First is the digging up of a front lawn at 43 Benefit St., which is the Joseph Jenckes House, completed in 1773 or ’74. A friend called up to warn me about it last week. I drove by and sure enough, the digging was clearly more intense than a (pre-seasonal) resodding of grass. Today I got the meeting agenda for the Providence Historic District Commission, and there, Item 3, was “Case 14.018, 4 Jenckes Street, vacant lot (College Hill): The applicant is requesting the new construction of a single family residence with attached garage.” I’m not sure why the discrepancy between the two addresses. That is a rare and cherished extent of street-facing lawn whose demolition (a sort of reverse demo) will probably not sit well with many.
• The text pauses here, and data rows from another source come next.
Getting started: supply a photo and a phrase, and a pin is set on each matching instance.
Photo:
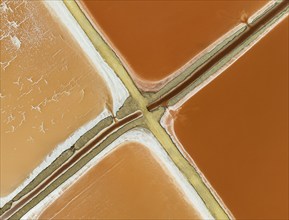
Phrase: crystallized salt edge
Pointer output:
(154, 86)
(167, 121)
(118, 91)
(228, 64)
(146, 138)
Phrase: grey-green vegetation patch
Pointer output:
(76, 167)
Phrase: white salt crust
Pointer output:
(117, 89)
(146, 138)
(147, 85)
(228, 64)
(167, 120)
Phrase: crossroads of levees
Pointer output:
(48, 92)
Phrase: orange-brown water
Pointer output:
(236, 130)
(156, 38)
(129, 183)
(48, 89)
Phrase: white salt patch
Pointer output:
(146, 138)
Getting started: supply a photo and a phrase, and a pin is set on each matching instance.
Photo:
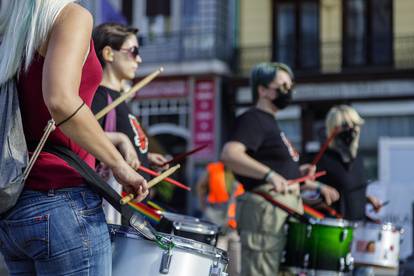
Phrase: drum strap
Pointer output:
(103, 189)
(282, 206)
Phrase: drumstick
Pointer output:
(381, 205)
(184, 155)
(126, 95)
(167, 179)
(152, 182)
(331, 211)
(306, 177)
(328, 141)
(282, 206)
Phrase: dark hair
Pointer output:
(264, 73)
(112, 35)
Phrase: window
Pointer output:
(367, 32)
(158, 13)
(296, 38)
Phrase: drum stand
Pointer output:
(407, 267)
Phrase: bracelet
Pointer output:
(318, 188)
(70, 116)
(268, 175)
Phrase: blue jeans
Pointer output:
(62, 232)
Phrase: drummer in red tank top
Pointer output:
(57, 227)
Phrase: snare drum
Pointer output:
(376, 244)
(322, 246)
(188, 227)
(132, 254)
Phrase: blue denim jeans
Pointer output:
(62, 232)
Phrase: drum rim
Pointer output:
(335, 222)
(202, 248)
(185, 223)
(385, 226)
(199, 227)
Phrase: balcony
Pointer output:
(331, 59)
(186, 46)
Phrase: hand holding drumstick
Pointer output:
(152, 183)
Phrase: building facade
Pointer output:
(357, 52)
Pending some idea of what the owner – Frank Scotti, at least, on the sign in front – wants to build, my opinion is mixed, but mostly skeptical.
Then there is Item 2, Case 14.013, 586 Atwells Avenue, General Electric Base Plant, c. 1910. This, unlike some utilitarian structures whose demolition has raised concern around here in recent years, is an elegant old mill of exactly the sort, and in exactly the sort of location, that would be great for artist lofts (and not just artists, either). This seems to be exactly what the city wants to save. In fact, it is already a famous place: The architectural historian Henry-Russell Hitchcock (friend of Philip Johnson) wrote a book called Rhode Island Architecture in 1939 in which this mill was the second last in its collection of photographs. The caption reads: “Low, cleanly composed brick plant of the post-War type but not of the latest design.” Ironic phraseology for a photo shot in 1939, ja?